Legault facing young people | The Press

If François Legault has a strong mandate, it is not thanks to young people. Barely a fifth of them supported him before the election campaign.


His inaugural speech shows the path that remains to be covered in two files that will affect them: the environment and French. Issues where Mr. Legault has disappointed or has not yet convinced.

For any government, the economy and health are the big pieces. But with the Coalition avenir Québec (CAQ), there is no mystery. In health, Minister Christian Dubé has already tabled his vast reform project. And in economics, Eric Girard is busy implementing electoral commitments, one check at a time.

The labor shortage complicates the work of the entire state, particularly in education. But again, the solution is known.

Working conditions should be improved and, where possible, workers trained, requalified or repatriated.

If we are looking for an element of novelty in this discourse, a foretaste of the perils to come, it lies elsewhere.

After his election in 2018, Mr. Legault recognized that the environment was in his blind spot. Four years later, he only half sees it.

The current plan only achieves half of the promised reductions in greenhouse gas emissions. Mr. Legault often reduces the subject to an economic opportunity for green growth.

However, the economy and the environment do not always go together. Sometimes you have to choose. And some issues, such as biodiversity, do not enrich us if we think only of numbers.

The network of protected areas will be extended and a Blue Water Fund will be created, announced Mr. Legault. The Saguenay–St. Lawrence Marine Park should also soon be expanded. But elsewhere, progress has been modest.

Since the beginning of the CAQ reign in 2018, the committee which designates threatened or vulnerable species has not met once. On the eve of COP15, this is not a pretty business card.

Mr. Legault mentioned “energy efficiency and sobriety”. With an apprehended deficit of at least 100 terawatt hours, it is necessary. It remains to be seen how it will get there.

Another source of concern: the fund that feeds the work in road transport and public transport is now in deficit, and the hole will widen. The Prime Minister does not dare reinforce the polluter pays principle for cars.

He boasted, however, that he had reached a “certain consensus” with the third link – on the other side of the Blue Room, the oppositions laughed.

Without denying his target for 2030, Mr. Legault insists on carbon neutrality in 2050. It is both a necessity and a trap. This long-term schedule encourages us to take small steps, hoping that technological innovations will save us. However, climatologists are clear: the carbon sent into the atmosphere today will remain there for a long time, and in 2050, some damage will be irreparable.

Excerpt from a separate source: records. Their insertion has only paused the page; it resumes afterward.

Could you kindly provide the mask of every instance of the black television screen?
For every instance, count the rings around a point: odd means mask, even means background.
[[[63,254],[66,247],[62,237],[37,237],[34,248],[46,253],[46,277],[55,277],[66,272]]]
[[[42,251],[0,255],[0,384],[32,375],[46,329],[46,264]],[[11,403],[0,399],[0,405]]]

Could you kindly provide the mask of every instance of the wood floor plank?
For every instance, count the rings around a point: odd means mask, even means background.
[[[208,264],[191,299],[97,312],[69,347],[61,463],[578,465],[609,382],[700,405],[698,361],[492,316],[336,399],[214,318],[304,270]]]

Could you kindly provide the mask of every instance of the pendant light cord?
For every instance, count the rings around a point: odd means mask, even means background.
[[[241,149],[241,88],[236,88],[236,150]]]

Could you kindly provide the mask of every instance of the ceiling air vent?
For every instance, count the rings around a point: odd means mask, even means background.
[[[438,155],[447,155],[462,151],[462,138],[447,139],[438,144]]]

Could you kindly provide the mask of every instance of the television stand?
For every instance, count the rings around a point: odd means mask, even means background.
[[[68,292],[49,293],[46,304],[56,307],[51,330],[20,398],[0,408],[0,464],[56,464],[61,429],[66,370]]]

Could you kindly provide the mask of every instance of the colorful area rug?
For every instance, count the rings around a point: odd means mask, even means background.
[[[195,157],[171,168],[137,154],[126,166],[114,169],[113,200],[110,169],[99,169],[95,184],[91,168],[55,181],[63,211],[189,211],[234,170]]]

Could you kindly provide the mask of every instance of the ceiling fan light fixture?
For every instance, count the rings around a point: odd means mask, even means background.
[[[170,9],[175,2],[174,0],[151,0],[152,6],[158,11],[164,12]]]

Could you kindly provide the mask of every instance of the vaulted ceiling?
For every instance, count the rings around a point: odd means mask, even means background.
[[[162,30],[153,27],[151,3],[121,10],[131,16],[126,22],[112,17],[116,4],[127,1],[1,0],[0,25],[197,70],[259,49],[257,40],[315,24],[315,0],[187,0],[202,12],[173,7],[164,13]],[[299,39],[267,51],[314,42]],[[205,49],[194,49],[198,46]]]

The Prime Minister is right, Quebec is not a dunce. The rest of Canada pollutes twice as much per capita. But we are not a model either.

For lack of clarification, the green promises of the CAQ will not enthuse young people, and it is not their fault.

In French, the logic is different. Young people are not at the forefront of the battle to protect our common public language. But it is by thinking of them that Mr. Legault worries.

His “national awakening” may nevertheless be surprising. His reform of Bill 101 is not yet fully in effect – for example, Francisation Quebec will be officially created next year. And already, he recognizes that these efforts will be insufficient.

At least he seems to want to pick his fights better.

In immigration, he no longer insists so much that candidates for family reunification speak French. The effect would have been minimal for the language and dramatic for the individuals – a grandmother could not have found her family, on the pretext that at 80 she does not speak French.

Difficult, however, to know where the CAQ government is going. It is only next year that he will begin consultations to revise the immigration policy. By the end of the current mandate, almost all candidates may have to speak French to be selected. He is also thinking of increasing the number of foreign students – French-speaking or attending a French-speaking university, that remains to be seen. And finally, there are francization courses at work, which are underused.

The Canada-Quebec Agreement of 1992 is also scrutinized to verify how to require that the federal government welcome more temporary immigrants who master French.

There are many question marks that remain.

If Mr. Legault fails in his duty to protect the nation’s language, he will not forgive himself. And if he does not show himself up to the task in the environment, the young people will not forgive him either.